Mi è subito venuto in mente l’incipit delle Metamorfosi di Ovidio: A narrare il mutare delle forme in corpi nuovi mi spinge l’estro o più semplicemente il primo libro della Bibbia, la Genesi: 2. Ora la terra era informe e deserta e le tenebre ricoprivano l’abisso e lo spirito di Dio aleggiava sulle acque.
(Particolare de “Prometeo ruba il fuoco celeste”, opera di un collaboratore di Peter Paul Rubens)
In entrambi si narra delle azioni divine che hanno trasformato il caos primigenio nella bellezza ordinata del mondo. Il racconto di un passaggio che segna un punto di non ritorno, la nascita di un universo con delle regole, delle presenze.
E ritorna il termine forma: per Ovidio i miti che raccontano le mutazioni degli dei, nella Bibbia un aggettivo potente per descrivere una natura non ancora nutrita dallo spirito di Dio.
Sono in tutti e due i casi righe piene di autorevolezza: descrivono un ambiente e un clima di attesa, transeunte, che aspetta di diventare altro. E che un po’ intimorisce.
Perchè il cambiamento spaventa: un cambio di vita come il cambio di lavoro o della città in cui risiediamo; un trasloco; per qualcuno, più banalmente, un taglio di capelli.
Una trasformazione può essere frutto di una scelta (voglio smettere di fumare, voglio dimagrire, voglio laurearmi) oppure naturale (cambio di stagione, cambio di temperatura) o legata alla società (cambiamenti culturali, antropologici, politici) o, ancora, niente affatto cercato: e qui penso all’incipit de La metamorfosi, di Franz Kafka.
Gregor Samsa, destandosi un mattino da sogni inquieti, si trovò trasformato, nel suo letto, in un enorme insetto. Se ne stava disteso sul dorso, duro come una corazza, e se sollevava appena il capo poteva vedere il suo ventre convesso, bruno, solcato da nervature arcuate, sulla cui sommità la coperta, pronta a scivolare del tutto da un momento all’altro, si manteneva a stento. Le zampe, numerose e penosamente sottili rispetto alle dimensioni del corpo, gli si agitavano imponenti davanti agli occhi.

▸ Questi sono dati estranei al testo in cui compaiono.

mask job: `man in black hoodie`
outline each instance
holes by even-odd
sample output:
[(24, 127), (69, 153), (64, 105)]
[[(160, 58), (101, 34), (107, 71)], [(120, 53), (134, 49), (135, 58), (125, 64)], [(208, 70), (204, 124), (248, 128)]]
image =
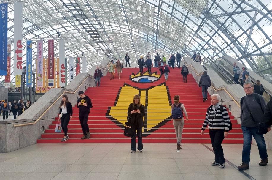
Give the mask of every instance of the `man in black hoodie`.
[(93, 107), (93, 105), (91, 100), (88, 96), (84, 95), (83, 91), (80, 91), (79, 92), (78, 95), (80, 97), (77, 100), (77, 108), (79, 109), (79, 120), (84, 135), (81, 138), (81, 139), (88, 139), (90, 138), (90, 135), (87, 121), (90, 113), (90, 108)]

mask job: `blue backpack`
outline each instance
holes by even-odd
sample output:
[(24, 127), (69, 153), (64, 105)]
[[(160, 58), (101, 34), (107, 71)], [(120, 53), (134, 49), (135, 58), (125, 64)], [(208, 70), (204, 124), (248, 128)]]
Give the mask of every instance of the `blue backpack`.
[(172, 117), (174, 119), (181, 119), (183, 117), (182, 111), (180, 109), (180, 106), (182, 104), (181, 103), (180, 103), (177, 106), (176, 106), (174, 104), (173, 104), (174, 109), (172, 111)]

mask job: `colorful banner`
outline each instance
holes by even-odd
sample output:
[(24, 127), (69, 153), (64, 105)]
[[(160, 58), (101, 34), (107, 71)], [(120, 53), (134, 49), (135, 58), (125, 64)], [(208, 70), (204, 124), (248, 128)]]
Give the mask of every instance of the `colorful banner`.
[(65, 58), (65, 86), (67, 86), (67, 58)]
[(80, 65), (79, 62), (80, 61), (80, 58), (77, 57), (76, 58), (76, 75), (80, 73)]
[(22, 75), (23, 69), (23, 2), (14, 3), (13, 73)]
[(5, 87), (10, 87), (10, 43), (7, 42), (7, 75), (5, 76)]
[(60, 87), (65, 86), (65, 59), (64, 57), (64, 40), (60, 40), (59, 41), (59, 57), (60, 75), (59, 77)]
[(21, 87), (21, 75), (15, 75), (15, 87), (16, 88)]
[(0, 75), (6, 76), (7, 74), (7, 3), (0, 4)]
[(32, 87), (32, 41), (26, 41), (26, 87)]
[(48, 63), (47, 81), (48, 87), (55, 87), (54, 83), (55, 62), (54, 58), (54, 40), (48, 40)]
[(82, 73), (86, 73), (87, 71), (87, 64), (86, 62), (86, 57), (82, 58)]
[(42, 55), (42, 40), (39, 40), (37, 42), (37, 61), (36, 66), (36, 76), (37, 77), (37, 87), (42, 86), (42, 68), (43, 59)]

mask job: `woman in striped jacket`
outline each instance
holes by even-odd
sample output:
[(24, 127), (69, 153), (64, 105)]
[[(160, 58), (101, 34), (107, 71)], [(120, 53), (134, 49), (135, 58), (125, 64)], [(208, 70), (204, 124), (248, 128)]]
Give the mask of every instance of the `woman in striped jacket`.
[(224, 168), (225, 161), (221, 144), (224, 138), (228, 136), (230, 121), (227, 109), (219, 104), (220, 99), (218, 94), (211, 96), (211, 105), (207, 110), (201, 133), (203, 135), (204, 130), (209, 125), (210, 138), (215, 155), (214, 162), (211, 165), (219, 165), (219, 168)]

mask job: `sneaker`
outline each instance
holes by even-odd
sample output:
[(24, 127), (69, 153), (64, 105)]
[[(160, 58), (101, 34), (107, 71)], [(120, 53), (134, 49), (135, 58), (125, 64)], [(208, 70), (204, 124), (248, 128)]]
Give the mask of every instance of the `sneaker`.
[(214, 162), (211, 164), (211, 165), (212, 166), (218, 166), (219, 165), (219, 164), (220, 164), (219, 163), (217, 163)]
[(267, 165), (268, 162), (268, 159), (267, 158), (266, 159), (262, 159), (261, 160), (261, 162), (259, 163), (259, 165), (265, 166)]
[(62, 139), (61, 140), (61, 141), (62, 142), (64, 142), (64, 141), (66, 141), (67, 140), (68, 140), (67, 139), (67, 138), (62, 138)]
[(223, 163), (223, 164), (220, 164), (219, 165), (219, 168), (220, 169), (222, 169), (222, 168), (224, 168), (225, 167), (225, 163)]
[(239, 170), (244, 170), (249, 169), (249, 166), (246, 164), (245, 164), (243, 162), (241, 164), (241, 166), (238, 167), (238, 168)]
[(84, 139), (87, 138), (87, 135), (84, 135), (83, 137), (81, 138), (81, 139)]

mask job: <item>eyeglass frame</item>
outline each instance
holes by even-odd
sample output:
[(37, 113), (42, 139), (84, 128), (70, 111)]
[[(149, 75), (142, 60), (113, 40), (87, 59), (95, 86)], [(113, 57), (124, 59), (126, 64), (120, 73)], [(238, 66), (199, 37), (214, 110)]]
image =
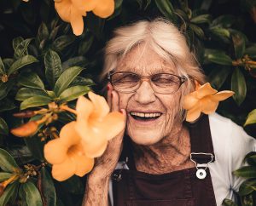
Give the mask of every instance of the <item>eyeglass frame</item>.
[[(108, 80), (109, 81), (109, 83), (111, 83), (111, 85), (112, 85), (113, 87), (114, 87), (114, 86), (113, 86), (113, 83), (112, 83), (112, 76), (114, 75), (114, 74), (116, 74), (116, 73), (130, 73), (130, 74), (134, 74), (134, 75), (136, 75), (136, 76), (140, 77), (140, 83), (139, 83), (139, 84), (138, 84), (138, 87), (137, 87), (135, 90), (131, 91), (131, 92), (124, 92), (124, 91), (119, 91), (118, 89), (116, 89), (117, 91), (121, 92), (121, 93), (125, 93), (125, 94), (129, 94), (129, 93), (134, 93), (134, 92), (136, 92), (136, 91), (141, 87), (143, 82), (143, 81), (147, 81), (147, 82), (149, 83), (150, 87), (152, 88), (154, 93), (156, 93), (156, 94), (174, 94), (175, 92), (178, 91), (178, 89), (180, 89), (180, 87), (181, 87), (186, 81), (188, 81), (188, 78), (187, 78), (184, 75), (182, 75), (182, 76), (180, 77), (180, 76), (177, 76), (177, 75), (176, 75), (176, 74), (172, 74), (172, 73), (156, 73), (156, 74), (152, 74), (152, 75), (149, 75), (149, 76), (147, 76), (147, 77), (146, 77), (146, 76), (139, 75), (139, 74), (137, 74), (137, 73), (134, 73), (134, 72), (112, 72), (112, 73), (111, 73), (111, 72), (108, 72), (108, 76), (107, 76), (107, 78), (108, 78)], [(151, 84), (151, 83), (151, 83), (151, 77), (152, 77), (153, 76), (154, 76), (154, 75), (157, 75), (157, 74), (168, 74), (168, 75), (172, 75), (172, 76), (175, 76), (175, 77), (178, 77), (178, 79), (179, 79), (179, 85), (178, 85), (177, 89), (176, 91), (174, 91), (174, 92), (168, 93), (168, 94), (166, 94), (166, 93), (160, 93), (160, 92), (154, 91), (154, 87), (152, 87), (152, 84)]]

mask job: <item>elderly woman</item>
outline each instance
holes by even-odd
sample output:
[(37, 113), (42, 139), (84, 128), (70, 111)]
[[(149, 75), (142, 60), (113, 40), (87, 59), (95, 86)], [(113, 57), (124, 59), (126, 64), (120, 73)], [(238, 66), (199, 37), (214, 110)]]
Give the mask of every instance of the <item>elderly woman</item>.
[(217, 113), (186, 123), (184, 96), (205, 76), (166, 20), (119, 28), (106, 47), (108, 101), (126, 117), (88, 177), (84, 205), (221, 205), (255, 140)]

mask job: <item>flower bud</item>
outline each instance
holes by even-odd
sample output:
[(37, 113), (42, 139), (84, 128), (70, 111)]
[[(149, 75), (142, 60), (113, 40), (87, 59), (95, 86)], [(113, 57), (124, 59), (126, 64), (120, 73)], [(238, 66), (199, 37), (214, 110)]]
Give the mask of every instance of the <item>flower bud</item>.
[(15, 128), (10, 130), (10, 132), (19, 137), (30, 136), (37, 132), (38, 124), (35, 121), (28, 122), (19, 128)]

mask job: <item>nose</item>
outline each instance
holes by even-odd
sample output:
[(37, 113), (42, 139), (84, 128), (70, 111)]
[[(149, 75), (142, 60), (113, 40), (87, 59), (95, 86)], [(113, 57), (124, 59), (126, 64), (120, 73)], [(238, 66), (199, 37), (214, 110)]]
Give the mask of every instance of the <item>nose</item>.
[(143, 81), (134, 94), (134, 99), (142, 105), (147, 105), (155, 100), (154, 92), (148, 81)]

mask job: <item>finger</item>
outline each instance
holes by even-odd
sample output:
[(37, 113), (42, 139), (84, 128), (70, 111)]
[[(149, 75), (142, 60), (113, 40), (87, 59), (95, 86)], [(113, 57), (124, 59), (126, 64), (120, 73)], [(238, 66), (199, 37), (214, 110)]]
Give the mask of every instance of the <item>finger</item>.
[(117, 94), (116, 91), (113, 90), (111, 92), (112, 94), (112, 100), (111, 100), (111, 111), (112, 112), (119, 112), (119, 94)]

E, infine, il cambiamento può non essere definitivo. Non sempre, ma a volte può essere necessario ripensare al cambiamento, rivalutarlo. Tornare indietro, percorrere una nuova strada.
A voler semplificare, la trasformazione è la metafora migliore per parlare della vita: un movimento incessante, una scoperta continua, un passaggio consecutivo verso altro, un raggiungimento di mete che diventano nuovi e più sfidanti traguardi.
Termino con l’immagine che – sarò sincera – per prima mi è venuta in mente pensando a questo tema: Jeeg Robot d’acciaio, il manga giapponese da cui venne tratta nel 1975 una serie anime televisiva di 46 episodi, che racconta del risveglio dal sonno millenario dell’antico popolo Yamatai che vorrebbe conquistare il mondo ma viene contrastato dal robot Jeeg.
Un briciolo di nostalgia d’accordo, ma una immediata rappresentazione di un cambiamento di forma, da uomo a cyborg, altro fenomeno trasformativo oggi di grande attualità.
Jeeg Robot cuore e acciaio sarebbe piaciuto di certo anche a Sir Winston Churchill che amava dire: “Non sempre cambiare equivale a migliorare, ma per migliorare bisogna cambiare.”